叶希美艳动人的脸失了颜色,呈现出死寂的苍白和黑青。
叶靖枭拖着妹妹尸体上岸,泪流满面亲手将她埋进沙子里。
前脚刚将人埋完,后脚叶希便从土里爬出来,十根血淋淋的手指扯住他脚踝。
“哥哥,他们把我骨头都踩断了……”
叶希歇斯底里地哭喊。
叶靖枭看见妹妹身后有个看不清脸的男人正拿着铁锹,一下又一下狠狠砸向妹妹腿骨,将她白皙的腿剁得血肉模糊。
他吓得从噩梦中惊醒,捂着胸膛大口大口喘粗,心跳声乱得不成章法!
他想不明白自己为什么会做这样的梦,在希麓山庄那晚,他就梦到有个看不清面目的人用铁锹将妹妹的腿生生斩成两截,妹妹是不是在给自己托梦?
还是在怪他,将她单独留在了沧寿山?
等缓过劲,叶靖枭才想起正事,今天,是他手刃仇人,给妹妹报仇的日子,可抬头看去,车厢里竟然空空荡荡,人呢?
他心头猛地一震,以为祁野和祁玥跑了,视线慌张地左右寻扫,却看见三人都站在车外。
没逃!
叶靖枭舒了一口气,又暗叹自己竟然睡着了,还睡得这么沉,他拉开车门下去,不满地瞪了眼周炎。

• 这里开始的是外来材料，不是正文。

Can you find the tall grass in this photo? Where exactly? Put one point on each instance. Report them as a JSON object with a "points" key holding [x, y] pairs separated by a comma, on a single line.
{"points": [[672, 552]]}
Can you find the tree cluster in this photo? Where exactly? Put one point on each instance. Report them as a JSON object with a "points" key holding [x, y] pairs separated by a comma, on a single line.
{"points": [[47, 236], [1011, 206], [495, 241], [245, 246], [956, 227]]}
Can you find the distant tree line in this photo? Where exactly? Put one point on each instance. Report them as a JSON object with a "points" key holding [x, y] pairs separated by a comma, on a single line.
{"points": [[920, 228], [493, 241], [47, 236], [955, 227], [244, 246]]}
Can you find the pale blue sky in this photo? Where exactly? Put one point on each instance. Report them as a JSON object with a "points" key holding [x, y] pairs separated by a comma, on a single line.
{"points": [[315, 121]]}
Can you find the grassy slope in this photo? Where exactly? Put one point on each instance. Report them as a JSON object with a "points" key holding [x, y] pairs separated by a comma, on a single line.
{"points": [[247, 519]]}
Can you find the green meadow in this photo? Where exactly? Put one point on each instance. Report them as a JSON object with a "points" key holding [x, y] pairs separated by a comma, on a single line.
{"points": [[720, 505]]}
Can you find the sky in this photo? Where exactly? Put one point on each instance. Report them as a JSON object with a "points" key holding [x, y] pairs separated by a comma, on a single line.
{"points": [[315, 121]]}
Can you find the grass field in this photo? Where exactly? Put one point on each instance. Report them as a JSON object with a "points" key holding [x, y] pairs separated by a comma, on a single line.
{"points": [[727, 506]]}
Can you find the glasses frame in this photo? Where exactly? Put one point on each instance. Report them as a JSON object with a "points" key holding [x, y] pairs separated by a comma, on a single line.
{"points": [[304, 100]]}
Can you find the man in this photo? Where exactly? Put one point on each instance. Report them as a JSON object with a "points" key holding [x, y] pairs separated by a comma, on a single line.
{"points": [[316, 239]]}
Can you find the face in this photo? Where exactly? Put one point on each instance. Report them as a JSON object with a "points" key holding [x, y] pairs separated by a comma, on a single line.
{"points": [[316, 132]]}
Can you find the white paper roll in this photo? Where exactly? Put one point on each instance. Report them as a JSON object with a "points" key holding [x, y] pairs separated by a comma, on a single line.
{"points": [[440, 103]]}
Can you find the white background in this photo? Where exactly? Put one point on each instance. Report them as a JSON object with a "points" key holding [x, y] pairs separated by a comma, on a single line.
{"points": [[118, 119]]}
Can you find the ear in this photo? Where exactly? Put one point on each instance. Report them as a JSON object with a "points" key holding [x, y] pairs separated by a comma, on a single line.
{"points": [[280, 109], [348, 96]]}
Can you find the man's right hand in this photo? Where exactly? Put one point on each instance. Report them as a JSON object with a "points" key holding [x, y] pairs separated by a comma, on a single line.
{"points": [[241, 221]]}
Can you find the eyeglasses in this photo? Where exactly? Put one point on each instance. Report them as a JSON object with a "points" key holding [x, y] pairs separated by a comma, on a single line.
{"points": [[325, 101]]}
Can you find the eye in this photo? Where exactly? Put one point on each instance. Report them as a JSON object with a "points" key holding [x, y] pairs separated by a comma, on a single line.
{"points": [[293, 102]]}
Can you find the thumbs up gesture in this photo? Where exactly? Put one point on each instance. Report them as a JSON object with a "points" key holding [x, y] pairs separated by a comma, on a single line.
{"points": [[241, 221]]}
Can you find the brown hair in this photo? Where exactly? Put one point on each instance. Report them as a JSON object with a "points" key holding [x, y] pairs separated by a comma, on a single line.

“老大……我,我看你睡得沉就……”周炎低着头,语气里是惶恐与畏惧。
此时,凌晨六点,天光泛起鱼肚白。
山里空气格外清新,还有些冷。
祁野靠在一棵枝繁叶茂的樟树上。
祁玥则焦急地围着树来回踱步。
叶靖枭先观察了眼地势,他们站在一块平整宽阔的绿草坪上,周围全是参天大树,没有水源,于是,眼底流露出几分势在必得的骄傲,他心想,祁野虽然能操控水,但条件受限,再有本事都没用,迫不及待要动手。
祁野冷厉的眸光扫过来,试图谈判:“你要怎么才能相信,你妹妹并不是祁玥间接害死的?”
“都已经到了这种地步,你真觉得死不认账就能逃罪?”叶靖枭咬牙切齿。
话音落下时,已经动心起念。
周遭树枝震颤,破空声刺耳。
下一秒,只见漫天树叶如密集的飞刃,呈绞杀之势袭向祁玥。
窒息感瞬间攥紧心脏。
祁野虽第一时间凝结出水汽,在祁玥面前生出一道屏障,但他还是慢了些许,让一片叶子钻了空子从祁玥面颊削过。
白皙的面颊瞬间绽开一道血线。
当初,叶希也是用刀划伤了祁玥的脸。
剧烈的痛楚在脸上炸开。
祁玥紧咬唇瓣,眼泪夺眶而出。
“别哭!”祁野怜惜地上前,用指腹轻触她面颊,将伤口愈合后,眼含杀意看向叶靖枭,他本想跟叶靖枭好好谈谈,等万不得已再动手,现在似乎没什么可谈的必要,鄙夷道,“你有些过于放肆,以为这里是森林就可以为所欲为?”